慈宁宫东西两苑相连又隔开,自成一片宁静天地。
刚出了西苑的门,就听见宜嫔爽朗笑道:
“……老祖宗,您刚发话让奴才荡秋千比赛玩儿呢。说好了不兴耍赖的,奴才都准备好了。”
宜嫔声音欢快,有着年轻人的朝气。
“主子爷!您来得正好,不如跟我们这些姐妹们比比?比比看谁荡得高!看看是主子爷您英明神武呢,还是奴才这从小在盛京雪地里撒欢的野丫头更厉害。”
这话语大胆又鲜活,充满满人女子的那份爽利不羁。
令窈虽未看见玄烨的表情,但从宜嫔那惯常受宠的地位和这语气推测,皇帝面上大约并未着恼,甚至可能带着几分兴味地纵容着她这略带冒失的提议。
毕竟,在这深宫之中,如宜嫔这般鲜活伶俐敢说敢笑的存在,本身就如同一抹难得的亮色。
令窈抱着包裹王东苑走去,拐过垂花门,踏入慈宁宫东苑,四周瞬间陷入了另一种氛围。
不再是西苑的关外遗风生机勃勃的热闹,也不同于乾清宫压抑庄严,而是一种带着岁月沉淀的沉静与安宁。

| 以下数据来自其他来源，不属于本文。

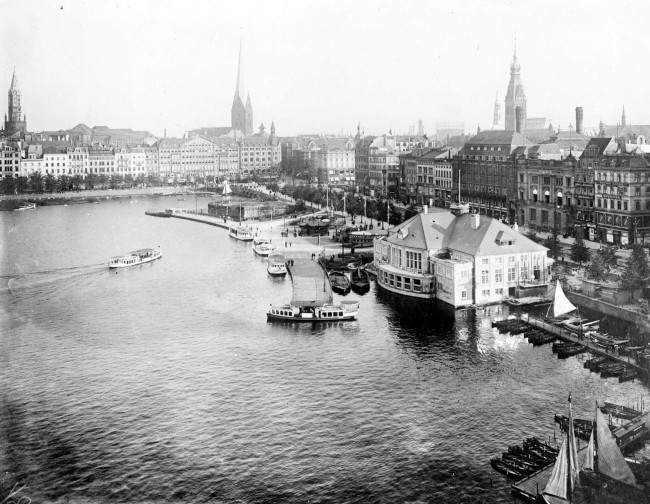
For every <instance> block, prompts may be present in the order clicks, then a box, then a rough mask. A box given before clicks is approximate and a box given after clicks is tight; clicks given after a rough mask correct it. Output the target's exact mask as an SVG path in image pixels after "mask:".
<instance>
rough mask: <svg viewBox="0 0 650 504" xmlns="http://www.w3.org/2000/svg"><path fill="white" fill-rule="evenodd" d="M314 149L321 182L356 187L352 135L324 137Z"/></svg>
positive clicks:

春光无声地洒在飞檐翘角和葱茏的树木上,连鸟鸣都放轻了许多。
令窈沿着回廊前行,绕过一角,便见廊下坐着一人。
一位年约四十上下的姑姑,穿着石青色素面暗纹夹袄,发髻梳得一丝不苟,只簪着一支简约的碧玉簪,正低头专注地飞针走线。
旁边围着两个小宫女,一位安静地替她分着线,另一位则捧着盛放针黹工具的笸箩。
令窈心中明了,这必是太后身边得脸的掌事姑姑。她连忙上前行礼:
“奴才奉主子爷命,给太后主子送些新采的瓜果尝鲜。”
为首的佩环姑姑闻声抬起了头。
她面容温雅,眉宇间带着岁月浸润的从容和煦,丝毫没有上位者的凌厉之气。放下手中的绣活,温柔一笑:
“快起来吧,连累你这丫头跑一趟了。”
声音也是温温和和的,如同春风拂面。
旁边一位宫女立刻上前,接过了令窈手中的包袱。
令窈谢过起身。
佩环姑姑指了指自己身边的绣墩:
“别拘着了,坐下歇会儿。是在御前当差?”
令窈受宠若惊点头称是,哪里敢真的与太后身边的姑姑平起平坐,但又不敢违逆,只能小心翼翼地在绣墩边缘沾了半边身子坐下,背脊挺得笔直。
佩环姑姑见她如此拘谨,也不勉强,只笑了笑。
“叫什么名字?在御前领的什么差事?瞧着倒是个水灵又懂规矩的丫头。”
令窈腼腆笑了笑,回道:
“回姑姑,奴才戴佳令窈。在御茶房当差,专司熬煮奶茶。”
因羞赧而染上的那层薄红,更衬得她肌肤通透莹润,在廊下柔和的春光里,竟比旁边开得正盛的赵粉还要娇嫩鲜活。
佩环姑姑看得真切,不由真心赞道:
“哎哟,真是个生得极好的丫头。瞧瞧这眉眼气度,更难得这一身的沉静平和,看着就是个有福气的面容。”
这话出自太后身边亲厚姑姑之口,分量自是不一般。
令窈连忙摆手垂首:“姑姑折煞奴才了。奴才就是个粗笨使唤人,当不得姑姑这般夸奖。”
佩环姑姑笑着摆摆手,随口问道:
“绘芳那丫头如今还在御茶房当差吗?”
令窈心中微微一紧,依旧恭谨回答:
“是,绘芳姐姐也在。她如今专司为主子爷烹泡清茶。承露姐姐也时常称赞,道是绘芳姐姐手稳心静,一盏茶汤色香味无一不精,是伺候清茶的上上人选。”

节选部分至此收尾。